Makes me think of early range Range Rovers when I see these things, it’s like the pickup Range Rover never built, but would still be a blast driving off road.

I personally have no use for it but it just looks like fun!

Interesting design, except not enough straight lines though… Lol

Go Bolinger!

Yeah, okay, so at present the B2 is just a render. But then, it hasn’t been that long ago that the B1 was only that.

I think we should cut Bolinger some slack here. Starting a new EV making company is very hard. Let us please remember that Tesla was founded in 2003, and didn’t produce a car until 2008… and even then, they didn’t build the body themselves.

Good luck to Bolinger; I hope they succeed!

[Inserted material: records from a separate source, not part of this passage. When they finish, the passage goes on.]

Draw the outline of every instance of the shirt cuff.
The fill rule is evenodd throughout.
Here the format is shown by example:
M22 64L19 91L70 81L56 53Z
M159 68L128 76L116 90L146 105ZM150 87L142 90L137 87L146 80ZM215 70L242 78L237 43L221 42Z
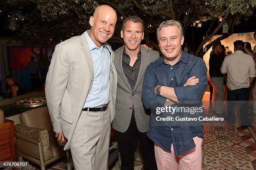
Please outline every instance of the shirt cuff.
M184 94L184 87L174 87L174 91L178 101L179 101L179 104L183 104L184 100L185 100L185 96Z

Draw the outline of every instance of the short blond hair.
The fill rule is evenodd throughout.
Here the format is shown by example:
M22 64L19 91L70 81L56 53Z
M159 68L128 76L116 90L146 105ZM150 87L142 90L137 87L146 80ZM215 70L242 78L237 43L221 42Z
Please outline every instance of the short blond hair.
M182 36L183 36L183 30L182 29L182 27L180 23L177 20L166 20L165 21L164 21L162 23L161 23L157 28L157 30L156 30L156 37L158 42L159 42L159 32L160 31L160 30L161 30L162 28L164 27L174 26L176 26L178 28L179 32L179 33L181 35L180 38L181 38Z

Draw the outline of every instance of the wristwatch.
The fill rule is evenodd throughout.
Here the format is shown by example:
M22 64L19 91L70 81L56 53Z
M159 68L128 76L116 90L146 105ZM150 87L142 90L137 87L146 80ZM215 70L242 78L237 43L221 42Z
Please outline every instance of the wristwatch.
M156 94L159 96L160 95L160 93L161 91L161 86L159 86L156 89Z

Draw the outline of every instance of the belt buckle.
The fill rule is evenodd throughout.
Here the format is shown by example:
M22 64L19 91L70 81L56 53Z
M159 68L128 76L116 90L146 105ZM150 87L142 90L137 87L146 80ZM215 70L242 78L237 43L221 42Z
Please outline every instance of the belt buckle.
M100 112L103 112L105 111L105 110L106 110L107 109L107 108L108 108L108 105L105 105L102 106L102 107L101 107L101 109L100 109Z

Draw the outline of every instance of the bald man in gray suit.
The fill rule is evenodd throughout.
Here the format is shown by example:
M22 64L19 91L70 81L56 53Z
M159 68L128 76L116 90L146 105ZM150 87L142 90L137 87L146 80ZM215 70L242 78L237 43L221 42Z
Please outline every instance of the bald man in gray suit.
M98 6L90 18L91 29L57 45L51 61L47 106L56 137L67 140L64 150L70 148L76 170L108 168L117 74L106 42L117 20L112 8Z

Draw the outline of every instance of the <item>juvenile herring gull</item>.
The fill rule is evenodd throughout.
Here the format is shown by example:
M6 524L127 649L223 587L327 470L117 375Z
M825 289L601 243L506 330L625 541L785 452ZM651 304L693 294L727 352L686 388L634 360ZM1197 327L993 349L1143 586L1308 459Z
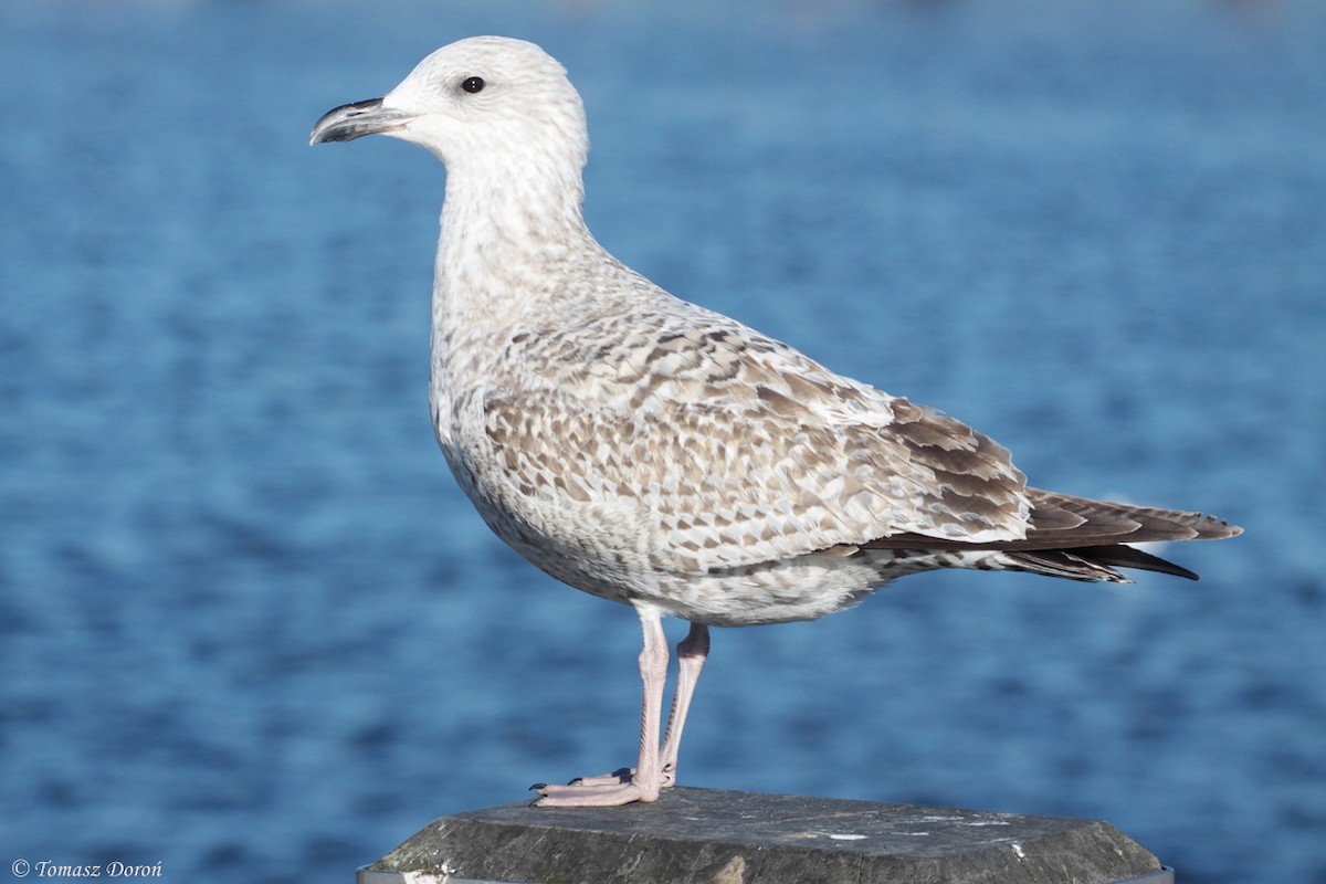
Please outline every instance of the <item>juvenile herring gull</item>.
M651 802L676 782L711 626L821 618L941 567L1196 579L1128 543L1240 533L1028 488L987 436L626 268L581 216L581 98L530 42L444 46L310 143L371 134L447 166L428 392L456 481L516 551L643 624L635 767L538 785L541 806ZM664 615L691 628L660 745Z

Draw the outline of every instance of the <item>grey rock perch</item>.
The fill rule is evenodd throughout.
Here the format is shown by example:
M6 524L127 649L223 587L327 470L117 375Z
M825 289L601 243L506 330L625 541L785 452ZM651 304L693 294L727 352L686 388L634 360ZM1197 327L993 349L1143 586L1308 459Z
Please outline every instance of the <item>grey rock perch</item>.
M444 816L359 884L1172 884L1103 822L671 789L654 804Z

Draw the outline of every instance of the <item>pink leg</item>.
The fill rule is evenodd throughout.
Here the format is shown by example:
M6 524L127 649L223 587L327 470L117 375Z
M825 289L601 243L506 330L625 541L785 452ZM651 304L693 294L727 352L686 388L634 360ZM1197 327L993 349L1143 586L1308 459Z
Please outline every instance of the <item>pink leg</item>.
M691 624L691 631L676 645L676 693L672 694L672 713L667 720L667 736L663 738L663 786L676 783L676 755L682 747L682 729L686 728L686 713L691 708L695 683L700 680L704 659L709 656L709 628L699 623Z
M667 636L659 612L636 607L644 628L644 648L640 651L640 681L644 683L644 702L640 712L640 757L635 773L623 777L602 777L579 781L569 786L536 786L538 807L610 807L631 802L658 801L663 786L659 765L659 726L663 717L663 687L667 681ZM607 782L603 782L607 781Z

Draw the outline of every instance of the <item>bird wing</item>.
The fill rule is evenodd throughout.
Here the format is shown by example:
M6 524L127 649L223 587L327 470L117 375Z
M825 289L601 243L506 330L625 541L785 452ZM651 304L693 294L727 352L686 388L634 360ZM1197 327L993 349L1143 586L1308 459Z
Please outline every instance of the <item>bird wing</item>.
M1025 477L991 439L719 314L686 319L513 342L507 359L546 383L484 395L508 493L615 520L591 534L680 571L895 534L1025 537Z

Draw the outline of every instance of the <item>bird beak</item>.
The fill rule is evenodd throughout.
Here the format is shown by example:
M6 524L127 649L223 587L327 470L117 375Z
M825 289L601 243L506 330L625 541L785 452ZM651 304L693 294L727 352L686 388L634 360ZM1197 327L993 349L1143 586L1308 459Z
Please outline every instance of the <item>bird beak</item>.
M414 117L414 114L383 107L381 98L341 105L322 114L322 119L313 126L313 131L309 134L309 144L349 142L361 135L399 131Z

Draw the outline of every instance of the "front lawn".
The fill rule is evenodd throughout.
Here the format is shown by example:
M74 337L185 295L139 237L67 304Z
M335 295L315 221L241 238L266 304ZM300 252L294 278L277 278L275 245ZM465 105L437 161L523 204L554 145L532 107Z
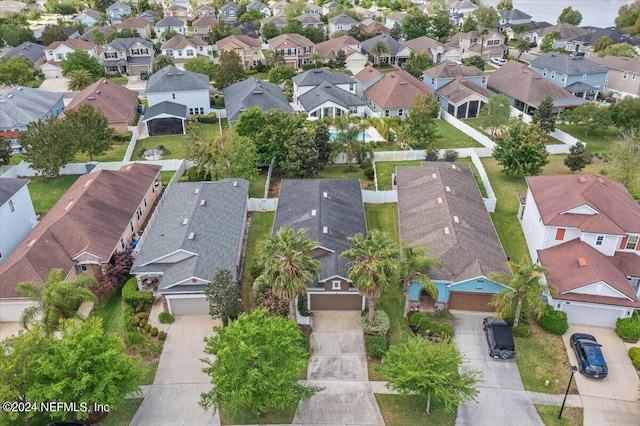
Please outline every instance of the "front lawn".
M31 181L28 185L29 193L36 214L46 214L79 177L78 175L65 175L57 178L29 177Z

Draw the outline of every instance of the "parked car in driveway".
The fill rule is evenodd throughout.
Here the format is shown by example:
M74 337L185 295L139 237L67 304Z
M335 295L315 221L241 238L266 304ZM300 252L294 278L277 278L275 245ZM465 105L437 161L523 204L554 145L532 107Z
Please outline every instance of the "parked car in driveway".
M489 356L501 359L512 359L516 356L509 324L503 320L486 317L482 320L482 329L489 344Z
M570 338L571 347L578 358L578 371L587 377L604 379L609 372L602 355L602 345L590 334L574 333Z

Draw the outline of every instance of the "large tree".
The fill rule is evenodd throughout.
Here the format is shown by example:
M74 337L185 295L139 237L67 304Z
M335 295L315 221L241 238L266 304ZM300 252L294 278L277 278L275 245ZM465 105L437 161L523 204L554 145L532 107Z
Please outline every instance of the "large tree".
M240 283L233 279L228 269L218 269L213 281L204 289L209 302L209 315L213 319L220 319L223 326L234 321L242 313Z
M77 150L87 154L89 161L111 149L115 131L109 127L109 120L102 111L84 104L65 114L63 124L69 126Z
M295 322L260 309L214 332L205 337L204 352L212 358L203 359L203 371L213 386L200 396L204 408L262 415L295 406L320 390L298 381L309 352Z
M40 318L43 330L51 334L58 329L61 320L76 318L82 302L96 302L96 296L89 285L96 285L96 279L90 274L80 274L73 281L64 281L65 271L52 269L42 284L23 282L16 287L16 293L28 297L34 305L22 312L20 322L27 328Z
M270 287L274 293L289 300L289 318L296 319L296 300L304 294L320 271L320 262L311 257L318 246L306 238L307 230L295 232L280 228L275 236L269 236L260 245L258 265L262 270L255 286Z
M523 306L529 312L540 316L547 306L547 301L542 296L555 295L556 290L541 282L541 278L548 271L536 263L510 261L505 269L505 272L497 272L489 276L492 281L506 286L493 296L490 303L496 308L497 318L503 318L508 312L513 312L515 305L513 326L517 327Z
M537 175L549 164L546 140L540 127L513 121L495 138L493 158L507 176Z
M76 155L76 143L69 131L69 126L58 118L46 124L40 120L30 123L18 139L31 168L47 176L58 176L60 169Z
M352 247L340 256L351 260L349 279L360 294L367 298L369 324L376 315L376 302L380 295L400 278L400 249L387 234L373 229L365 237L349 237Z
M444 403L445 411L473 400L480 372L462 369L462 354L453 343L434 343L422 337L393 345L384 358L388 387L402 395L418 394L426 399L424 414L431 414L432 396Z

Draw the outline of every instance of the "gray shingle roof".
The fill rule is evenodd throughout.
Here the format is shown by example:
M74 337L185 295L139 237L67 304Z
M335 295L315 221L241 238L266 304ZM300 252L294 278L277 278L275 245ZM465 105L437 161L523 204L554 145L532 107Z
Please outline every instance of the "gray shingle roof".
M504 270L507 257L468 164L398 167L397 182L400 238L442 261L432 279L459 282Z
M161 294L202 292L204 286L192 285L191 279L211 281L218 268L237 278L248 194L244 179L171 184L145 230L131 272L162 272ZM169 263L165 258L172 254L174 263ZM177 260L180 255L184 258Z
M340 253L351 248L347 237L367 234L360 181L284 179L280 184L273 234L281 227L291 227L294 231L306 228L309 240L333 250L317 258L321 265L319 281L335 276L346 278L349 259L340 257ZM323 232L325 227L327 233Z
M248 78L225 87L222 92L229 123L238 121L238 116L252 106L262 111L293 111L280 86L267 81Z
M149 77L146 93L185 90L209 90L209 77L167 65Z
M0 206L9 201L29 179L0 178Z
M591 62L584 57L569 57L558 53L545 53L531 61L532 66L547 68L562 74L590 74L608 72L602 65Z
M14 86L0 95L0 129L15 129L42 119L62 93Z

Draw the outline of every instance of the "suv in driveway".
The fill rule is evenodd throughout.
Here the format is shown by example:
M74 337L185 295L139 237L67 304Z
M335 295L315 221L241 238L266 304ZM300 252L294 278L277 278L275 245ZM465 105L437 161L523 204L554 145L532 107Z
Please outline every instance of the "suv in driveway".
M511 328L503 320L486 317L482 320L482 329L487 336L489 356L501 359L512 359L516 356L515 344Z

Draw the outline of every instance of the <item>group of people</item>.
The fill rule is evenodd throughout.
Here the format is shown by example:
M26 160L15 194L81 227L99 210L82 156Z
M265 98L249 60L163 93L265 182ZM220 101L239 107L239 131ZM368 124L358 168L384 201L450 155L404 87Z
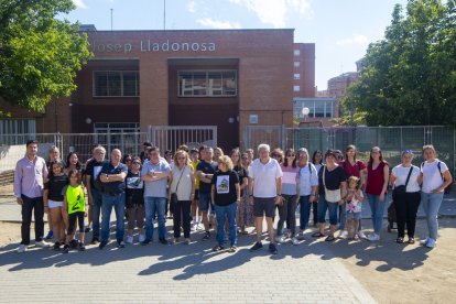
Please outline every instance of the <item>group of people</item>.
M224 250L228 243L228 252L236 252L238 236L248 235L247 229L254 227L257 241L250 251L257 251L263 247L265 219L269 251L275 254L278 242L298 245L304 240L311 209L317 227L314 238L334 241L339 230L339 238L378 241L389 185L397 210L397 242L405 242L405 227L406 242L415 242L416 213L422 204L428 228L422 243L433 248L443 193L453 182L447 165L436 159L433 145L423 146L425 161L420 167L412 164L413 152L405 150L401 163L391 171L378 146L371 149L365 163L357 159L355 145L348 145L345 154L338 150L328 150L325 154L315 151L312 159L305 148L271 151L265 143L258 146L257 158L252 149L246 152L232 149L225 155L219 148L196 150L186 145L175 153L165 151L162 156L158 146L145 142L140 156L122 158L121 151L113 149L109 160L105 148L96 145L85 165L75 152L63 162L55 146L50 150L46 163L37 156L37 149L36 141L29 141L26 155L18 161L14 172L14 195L22 205L22 241L18 252L25 251L30 245L32 213L36 246L50 247L44 240L46 213L50 222L46 238L54 238L55 250L84 251L85 234L90 231L90 242L104 249L110 238L112 209L119 248L134 242L134 229L138 229L138 242L144 246L152 242L156 222L158 240L163 245L180 242L182 234L184 243L191 243L191 231L198 229L204 229L202 240L207 241L213 237L213 228L216 235L213 250ZM368 236L361 225L366 200L373 228ZM171 238L166 237L167 214L173 218ZM75 239L77 227L78 240Z

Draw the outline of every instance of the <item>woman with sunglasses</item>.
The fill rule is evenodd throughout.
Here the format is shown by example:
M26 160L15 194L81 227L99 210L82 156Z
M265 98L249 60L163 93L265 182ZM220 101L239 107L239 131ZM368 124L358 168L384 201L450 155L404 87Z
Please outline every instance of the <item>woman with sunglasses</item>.
M139 242L144 235L144 182L141 181L141 159L131 158L131 165L126 177L126 214L128 219L127 243L133 243L133 230L138 227Z
M370 150L366 180L366 194L372 211L373 227L373 234L367 236L370 241L380 240L389 175L388 162L383 160L380 148L373 146Z

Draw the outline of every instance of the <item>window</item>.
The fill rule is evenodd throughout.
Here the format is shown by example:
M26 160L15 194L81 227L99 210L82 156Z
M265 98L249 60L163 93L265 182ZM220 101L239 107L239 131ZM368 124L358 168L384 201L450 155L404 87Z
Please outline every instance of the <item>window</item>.
M138 70L97 70L94 72L95 97L137 97L139 96Z
M236 96L236 70L180 70L178 96Z

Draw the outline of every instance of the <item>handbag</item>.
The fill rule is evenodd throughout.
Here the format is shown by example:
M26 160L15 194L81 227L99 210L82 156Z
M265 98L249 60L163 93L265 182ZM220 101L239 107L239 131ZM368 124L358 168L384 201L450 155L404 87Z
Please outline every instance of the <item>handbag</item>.
M323 167L323 186L325 187L325 199L329 203L338 203L341 199L340 189L328 189L325 183L326 166Z
M406 176L405 185L394 186L393 196L404 194L406 192L406 185L409 185L410 175L412 175L413 166L410 166L409 175Z

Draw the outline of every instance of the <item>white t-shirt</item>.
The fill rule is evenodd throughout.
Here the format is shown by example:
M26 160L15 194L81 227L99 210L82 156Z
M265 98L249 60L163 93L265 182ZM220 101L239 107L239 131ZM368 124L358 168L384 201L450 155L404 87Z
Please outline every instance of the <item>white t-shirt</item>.
M441 171L438 171L438 162L441 162ZM441 187L444 183L442 174L448 170L448 166L438 160L434 160L432 163L424 162L421 167L423 172L423 188L424 193L431 193L432 191Z
M421 189L417 183L420 176L420 167L412 165L412 174L410 175L409 184L406 185L405 192L419 192ZM406 176L409 176L410 166L403 166L402 164L393 167L391 174L395 176L394 186L404 186Z
M262 164L260 159L254 160L249 171L249 177L253 178L253 196L275 197L278 195L275 181L282 176L282 169L274 159L270 158L265 164Z

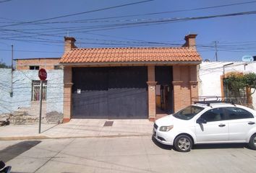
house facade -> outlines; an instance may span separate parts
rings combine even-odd
[[[71,118],[156,118],[198,96],[196,35],[179,48],[77,48],[65,37],[64,122]]]

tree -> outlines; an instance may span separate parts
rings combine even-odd
[[[252,107],[251,95],[256,90],[256,74],[249,73],[246,74],[232,74],[227,78],[223,79],[223,84],[226,86],[231,95],[241,99],[241,91],[246,89],[247,105]],[[252,89],[253,92],[252,92]]]
[[[243,76],[243,84],[244,86],[249,89],[249,94],[253,94],[256,90],[256,74],[249,73],[244,74]],[[252,89],[254,89],[252,92]]]

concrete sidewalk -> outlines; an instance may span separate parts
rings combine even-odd
[[[104,126],[106,121],[113,125]],[[38,124],[0,127],[0,140],[151,136],[153,123],[148,120],[72,119],[59,125]]]

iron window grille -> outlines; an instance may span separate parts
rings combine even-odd
[[[47,90],[47,81],[43,81],[43,99],[42,100],[46,100],[46,90]],[[40,100],[40,81],[32,81],[32,101]]]

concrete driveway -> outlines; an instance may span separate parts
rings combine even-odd
[[[0,140],[151,136],[153,125],[148,119],[72,119],[64,124],[43,124],[40,134],[38,124],[0,127]]]

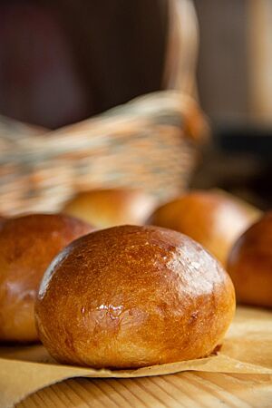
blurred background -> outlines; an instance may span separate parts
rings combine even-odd
[[[177,90],[199,102],[211,134],[199,148],[189,186],[219,187],[267,209],[272,199],[271,27],[269,0],[2,0],[0,114],[4,121],[18,121],[16,126],[30,124],[29,134],[33,126],[44,134],[137,96]],[[12,121],[6,123],[5,133],[12,129]],[[2,188],[7,189],[15,181],[6,158],[19,159],[6,152],[21,148],[14,137],[8,144],[6,135],[0,136]],[[11,197],[8,189],[2,200]]]
[[[196,1],[198,83],[213,144],[198,186],[220,187],[271,208],[272,3]]]

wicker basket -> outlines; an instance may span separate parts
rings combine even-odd
[[[166,199],[186,188],[202,130],[193,100],[165,91],[44,135],[5,132],[0,213],[55,211],[78,191],[106,187]]]
[[[140,188],[160,200],[186,189],[207,129],[191,98],[198,30],[189,0],[169,5],[166,91],[51,132],[0,118],[0,214],[56,211],[96,188]]]

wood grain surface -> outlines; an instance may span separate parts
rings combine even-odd
[[[16,408],[271,408],[272,375],[184,372],[134,379],[67,380],[35,393]]]

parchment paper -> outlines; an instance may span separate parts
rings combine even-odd
[[[72,377],[141,377],[180,371],[272,374],[272,311],[238,307],[216,355],[138,370],[93,370],[61,365],[39,345],[0,347],[0,406],[14,406],[28,394]]]

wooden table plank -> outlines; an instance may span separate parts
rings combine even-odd
[[[271,408],[272,375],[185,372],[134,379],[67,380],[16,408]]]

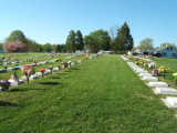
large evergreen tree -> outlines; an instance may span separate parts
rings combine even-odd
[[[115,39],[114,51],[119,50],[125,53],[126,50],[131,50],[134,47],[134,41],[131,35],[131,30],[125,22],[121,29],[117,31],[117,37]]]
[[[22,43],[27,43],[27,39],[25,39],[25,35],[23,34],[22,31],[20,30],[14,30],[10,33],[10,35],[8,37],[7,42],[14,42],[14,41],[20,41]]]
[[[92,50],[92,52],[98,52],[100,50],[111,50],[111,38],[108,32],[102,29],[85,35],[84,42],[85,45]]]
[[[153,39],[147,38],[147,39],[142,40],[139,42],[138,48],[142,48],[142,49],[153,49],[154,48]]]
[[[75,34],[75,44],[76,44],[76,50],[83,50],[84,49],[84,42],[83,42],[83,37],[80,30],[76,31]]]
[[[66,39],[66,49],[69,52],[75,52],[75,32],[73,30],[70,31],[67,39]]]

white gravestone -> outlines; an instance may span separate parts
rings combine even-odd
[[[167,96],[167,99],[162,99],[162,101],[163,101],[168,108],[177,108],[177,98]]]
[[[149,83],[148,83],[148,86],[167,88],[167,86],[168,86],[168,84],[167,84],[167,83],[165,83],[165,82],[149,82]]]
[[[177,90],[173,88],[156,88],[153,90],[156,94],[177,95]]]
[[[158,79],[155,76],[143,76],[142,80],[143,81],[158,81]]]

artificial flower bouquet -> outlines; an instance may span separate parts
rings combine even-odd
[[[8,91],[10,85],[11,83],[8,81],[8,79],[1,80],[0,86],[2,88],[2,91]]]

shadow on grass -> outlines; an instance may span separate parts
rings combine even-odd
[[[66,75],[67,73],[58,73],[59,75]]]
[[[64,72],[71,72],[70,70],[66,70],[66,71],[64,71]]]
[[[9,92],[19,92],[19,91],[27,91],[27,90],[24,90],[24,89],[11,89],[11,90],[9,90]]]
[[[3,101],[0,101],[0,106],[15,106],[17,104],[15,103],[10,103],[10,102],[3,102]]]
[[[71,70],[80,70],[79,68],[71,68]]]
[[[60,76],[51,76],[49,79],[61,79]]]
[[[38,84],[58,85],[58,84],[61,84],[61,83],[59,83],[59,82],[39,82]]]

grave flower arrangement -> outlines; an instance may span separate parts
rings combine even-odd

The EV market is not a zero sum game, and won’t be for at least a few more years. There is currently plenty of room in the world for more than just one successful new EV maker.

We need the Bollingers and the Rivians, everybody carve out their niches. You don’t have to be huge to be successful.

Saw recently Thor using their battery tech with somebody making forklifts
We could use good lithium battery forklifts and quit doing the fuel cell ones.

I often read the argument that we will always ‘need’ ICE cars in certain niches, with sort-of the implied conclusion that EV’s in general will fail. Good that some companies are trying to prove these people wrong.

Range is usually the biggest issue in those niches, and this is not going to solve that.

This isn’t a unique vehicle either, for example BHP have been testing EV pickups in their mines already this year:

And there are already plenty of EV dump trucks around.

But agreed that companies pushing the boundaries is a good thing.

The most significant question about Bollinger is whether they can find sufficient investment to go into series production.
It’s not easy — VIA failed at this, despite having the backing of GM for service, and a big name like Bob Lutz ot help with fundraising. Workhorse has the same problem (they lost money on every vehicle they sold to the test fleets like UPS, which probably isn’t sustainable beoynd another year or so). As does Rivian.

I want one so badly to replace my 2500 Avalanche. That mid-gate is incredible but the Bollinger would be even better. OF course, not getting 8 mpg and getting infinite mpg charging from my solar is also a reason to want one!

So what do we call their pass through? A Thru-Gate?